Croatia’s top court has ruled that the former chief of the country’s soccer federation (HNS) Vlatko Markovic must publicly apologize for saying that he would never accept a gay player in the national squad, a lawyer said on Monday.
“We received today the Supreme Court’s decision saying that Markovic was discriminating against the gay population” with his statements to a local daily in 2010, said Lina Budak, a lawyer representing several gay rights groups.
The tribunal also banned Markovic, who quit his HNS post in July, from any further public comments discriminating against gays and ordered him to publish both his apology and the court’s ruling in the daily, at his expense, she said.
In an interview with the Vecernji List, when asked whether he had ever met a gay soccer player, Markovic replied: “No, fortunately soccer is only played by healthy people.”
He later apologized for the comments, saying that he had “absolutely nothing against members of any minority, especially not against those of homosexual orientation.”

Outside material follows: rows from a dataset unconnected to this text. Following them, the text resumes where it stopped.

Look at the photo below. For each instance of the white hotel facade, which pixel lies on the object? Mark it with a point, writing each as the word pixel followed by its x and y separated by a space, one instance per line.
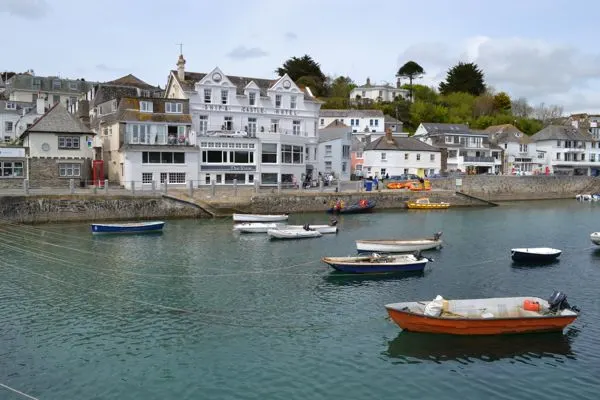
pixel 249 129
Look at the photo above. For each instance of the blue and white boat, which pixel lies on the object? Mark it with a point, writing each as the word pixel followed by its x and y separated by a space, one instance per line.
pixel 129 227
pixel 378 263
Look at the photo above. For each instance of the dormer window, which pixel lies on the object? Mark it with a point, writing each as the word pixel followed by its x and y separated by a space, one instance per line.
pixel 224 96
pixel 146 106
pixel 175 108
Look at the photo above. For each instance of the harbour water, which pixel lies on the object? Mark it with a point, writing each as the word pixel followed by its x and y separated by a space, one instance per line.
pixel 199 312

However several gay rights groups filed charges against Markovic accusing him of discrimination. After a Zagreb court rejected the charges as unfounded, the activists appealed to the Supreme Court in May last year.
“This is a big day, we are extremely happy that the ruling confirming discrimination is final,” Marko Jurcic of the Zagreb Pride association said.
European soccer’s governing body UEFA had already fined Markovic 10,000 euros (US$12,800) over his remarks.
Markovic, 75, former leading player and coach, has led the federation since 1998. He quit after Euro 2012 without revealing the reasons for his decision.
Croatian society remains conservative and the powerful Catholic Church has publicly labeled homosexuality a “handicap” and a “perversion.”